Hello
I experienced a bad problem with my micro controller STM32F103RBT6. after many times of working on a board say about 1 month the MCU VDD-GND got short circuited. After removing the MCU from board I found that VDD_GND pins of MCU are short. I checked the 3.3V Regulator output and other power sources and found nothing out of operation condition. There was not excessive current consumption or over voltage on IO pins. Now the board is woking with new MCU. Has any body faced such a problem ever? what makes MCU to break?
Not a complete list but some things to consider.
ESD can break the chip.
Too much current on too many I/O pins is also dangerous - there are limits per pin, per port and for the total chip.
External signals drawing an I/O pin below GND or above VCC.
Voltages applied to I/O pins when the processor isn't powered.
Inductive load without freewheel diodes.
Not all VCC and/or GND pins used.
Too slow ramp-up/ramp-down of supply voltages.
Chips with multiple supply voltages, not taking into account the required sequence to power up/down the circuit.
Tristated I/O pins with no external pull-up/pull-down to stabilize the pins.
Input pins held in the forbidden zone between logic high and logic low.
Buggy code overclocking parts of the chip.
Buggy code changing input pins into output pins.
Thanks for points that are really interesting to me, so let me describe my case:
1-Possibility for drawing IO pin about 2V below GND in case of user mistake. 2-Voltage may be applied to the IO pins when the MCU isn't powered. 3-Too slow ramp-up/ramp-down of supply voltages, because I used a 4700uF capacitor parallel with main DC voltage.

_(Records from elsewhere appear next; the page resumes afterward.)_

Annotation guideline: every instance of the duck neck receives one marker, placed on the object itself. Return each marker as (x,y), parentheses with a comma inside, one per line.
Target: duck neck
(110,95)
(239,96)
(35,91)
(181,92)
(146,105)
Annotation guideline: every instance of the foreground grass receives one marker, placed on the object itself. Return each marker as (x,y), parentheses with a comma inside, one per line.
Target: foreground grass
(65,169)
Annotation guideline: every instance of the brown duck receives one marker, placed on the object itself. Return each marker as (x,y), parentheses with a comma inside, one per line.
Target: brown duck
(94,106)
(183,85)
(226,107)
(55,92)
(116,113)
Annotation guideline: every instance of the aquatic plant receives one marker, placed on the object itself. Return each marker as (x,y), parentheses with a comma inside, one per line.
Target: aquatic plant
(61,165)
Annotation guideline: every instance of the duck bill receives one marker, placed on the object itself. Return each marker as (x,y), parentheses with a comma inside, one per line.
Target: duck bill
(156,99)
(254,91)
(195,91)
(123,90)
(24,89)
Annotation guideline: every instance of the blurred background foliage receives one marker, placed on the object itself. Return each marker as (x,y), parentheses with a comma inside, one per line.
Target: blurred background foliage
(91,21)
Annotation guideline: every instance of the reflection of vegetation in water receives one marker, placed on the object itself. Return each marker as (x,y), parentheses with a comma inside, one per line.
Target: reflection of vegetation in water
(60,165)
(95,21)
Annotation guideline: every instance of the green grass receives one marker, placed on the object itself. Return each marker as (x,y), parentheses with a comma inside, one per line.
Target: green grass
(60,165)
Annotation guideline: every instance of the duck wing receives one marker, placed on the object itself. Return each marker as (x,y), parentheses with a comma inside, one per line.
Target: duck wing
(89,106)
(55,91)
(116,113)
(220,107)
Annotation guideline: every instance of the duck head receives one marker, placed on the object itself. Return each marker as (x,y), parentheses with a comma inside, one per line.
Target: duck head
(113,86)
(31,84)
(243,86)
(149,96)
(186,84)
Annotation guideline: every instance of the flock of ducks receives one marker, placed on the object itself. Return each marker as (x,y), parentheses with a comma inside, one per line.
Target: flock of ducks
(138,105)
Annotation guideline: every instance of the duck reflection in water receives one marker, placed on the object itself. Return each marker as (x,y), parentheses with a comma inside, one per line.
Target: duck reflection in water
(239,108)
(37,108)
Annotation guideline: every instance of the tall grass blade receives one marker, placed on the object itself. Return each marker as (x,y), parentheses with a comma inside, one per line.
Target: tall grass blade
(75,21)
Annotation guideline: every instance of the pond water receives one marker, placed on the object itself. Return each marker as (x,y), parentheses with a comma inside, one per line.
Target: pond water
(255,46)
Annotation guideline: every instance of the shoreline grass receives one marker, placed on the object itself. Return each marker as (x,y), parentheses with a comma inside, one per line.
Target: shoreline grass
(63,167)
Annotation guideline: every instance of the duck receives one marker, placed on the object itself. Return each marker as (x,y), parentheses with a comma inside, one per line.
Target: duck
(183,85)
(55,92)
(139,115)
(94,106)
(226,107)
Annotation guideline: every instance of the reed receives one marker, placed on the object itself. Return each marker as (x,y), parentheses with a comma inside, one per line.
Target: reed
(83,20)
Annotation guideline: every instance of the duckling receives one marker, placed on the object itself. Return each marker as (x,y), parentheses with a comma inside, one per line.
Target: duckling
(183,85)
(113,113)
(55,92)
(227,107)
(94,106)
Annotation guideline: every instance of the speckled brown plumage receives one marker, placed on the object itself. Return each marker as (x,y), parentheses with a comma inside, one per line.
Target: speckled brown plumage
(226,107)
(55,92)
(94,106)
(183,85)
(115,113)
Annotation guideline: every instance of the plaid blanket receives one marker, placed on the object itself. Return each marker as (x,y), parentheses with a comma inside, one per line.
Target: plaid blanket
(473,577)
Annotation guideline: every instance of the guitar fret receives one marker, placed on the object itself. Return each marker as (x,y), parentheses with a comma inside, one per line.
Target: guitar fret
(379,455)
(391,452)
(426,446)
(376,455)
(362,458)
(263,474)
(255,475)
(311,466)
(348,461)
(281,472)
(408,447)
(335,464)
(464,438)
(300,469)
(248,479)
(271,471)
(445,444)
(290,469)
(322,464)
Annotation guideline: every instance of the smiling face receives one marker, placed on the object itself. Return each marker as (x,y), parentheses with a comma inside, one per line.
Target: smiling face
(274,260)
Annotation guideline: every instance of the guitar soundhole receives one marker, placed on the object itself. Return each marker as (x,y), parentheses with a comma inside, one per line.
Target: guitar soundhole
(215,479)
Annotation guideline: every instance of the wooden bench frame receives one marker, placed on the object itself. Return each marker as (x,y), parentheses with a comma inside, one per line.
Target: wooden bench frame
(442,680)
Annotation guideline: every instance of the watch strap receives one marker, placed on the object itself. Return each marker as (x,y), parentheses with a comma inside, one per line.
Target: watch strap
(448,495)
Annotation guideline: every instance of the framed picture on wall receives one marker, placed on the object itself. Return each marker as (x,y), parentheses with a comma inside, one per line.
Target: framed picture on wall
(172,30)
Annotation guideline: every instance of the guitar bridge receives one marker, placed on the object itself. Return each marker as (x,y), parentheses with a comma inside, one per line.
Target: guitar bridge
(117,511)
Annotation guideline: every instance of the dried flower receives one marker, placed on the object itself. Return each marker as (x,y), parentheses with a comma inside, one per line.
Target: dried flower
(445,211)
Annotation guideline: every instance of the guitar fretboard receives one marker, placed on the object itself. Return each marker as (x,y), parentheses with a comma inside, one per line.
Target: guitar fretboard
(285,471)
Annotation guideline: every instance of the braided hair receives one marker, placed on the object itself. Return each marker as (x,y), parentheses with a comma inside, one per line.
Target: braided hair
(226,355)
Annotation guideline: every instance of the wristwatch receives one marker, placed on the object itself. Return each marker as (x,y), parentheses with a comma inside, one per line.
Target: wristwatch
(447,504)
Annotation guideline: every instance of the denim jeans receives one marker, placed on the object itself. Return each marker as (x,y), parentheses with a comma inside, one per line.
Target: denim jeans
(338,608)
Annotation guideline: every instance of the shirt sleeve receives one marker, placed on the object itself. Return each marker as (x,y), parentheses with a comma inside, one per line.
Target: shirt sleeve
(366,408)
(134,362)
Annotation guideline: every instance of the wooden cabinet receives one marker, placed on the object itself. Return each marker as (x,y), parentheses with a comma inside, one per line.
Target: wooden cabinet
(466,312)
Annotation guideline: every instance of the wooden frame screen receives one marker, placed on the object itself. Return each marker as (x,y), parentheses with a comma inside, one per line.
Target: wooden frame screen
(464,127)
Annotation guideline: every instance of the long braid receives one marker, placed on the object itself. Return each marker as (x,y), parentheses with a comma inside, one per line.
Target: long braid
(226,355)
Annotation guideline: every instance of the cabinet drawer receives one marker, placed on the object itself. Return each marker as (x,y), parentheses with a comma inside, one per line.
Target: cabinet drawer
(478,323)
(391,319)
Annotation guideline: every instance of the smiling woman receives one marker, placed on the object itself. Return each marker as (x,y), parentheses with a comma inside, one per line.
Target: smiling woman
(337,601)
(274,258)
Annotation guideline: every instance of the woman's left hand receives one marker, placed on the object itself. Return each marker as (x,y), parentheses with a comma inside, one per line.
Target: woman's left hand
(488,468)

I think I have got the reason why my chip is broken.
Many chips will short-circuit overvoltages (with or without power to VCC) to the VCC. So an upowered processor that gets a voltage on an I/O pin will basically try to power itself from that I/O pin.
So whenever possible, try to use series resistors on your inputs to limit the amount of current that may flow through the body diodes.
4700uF is rather huge for a microprocessor supply. The current spikes from a processor might be large but they are very short. So a much smaller capacitor should normally be used directly at the regulator. The datasheet for the regulator will normally recommend suitable capacitors on the input and output of the regulator - the load regulation capability of the regulator is affected by the capacitor size. And then you should have a number of capacitors as close as possible to all the different VCC pins of the different chips to both even the supply voltage to the chips and to reduce the noise radiated from the PCB traces.
Possibility for drawing IO pin about 2V below GND in case of user mistake.
that's a baddie. look at "absolute maximum ratings" in the datasheet. They do not use the word 'absolute' without reason.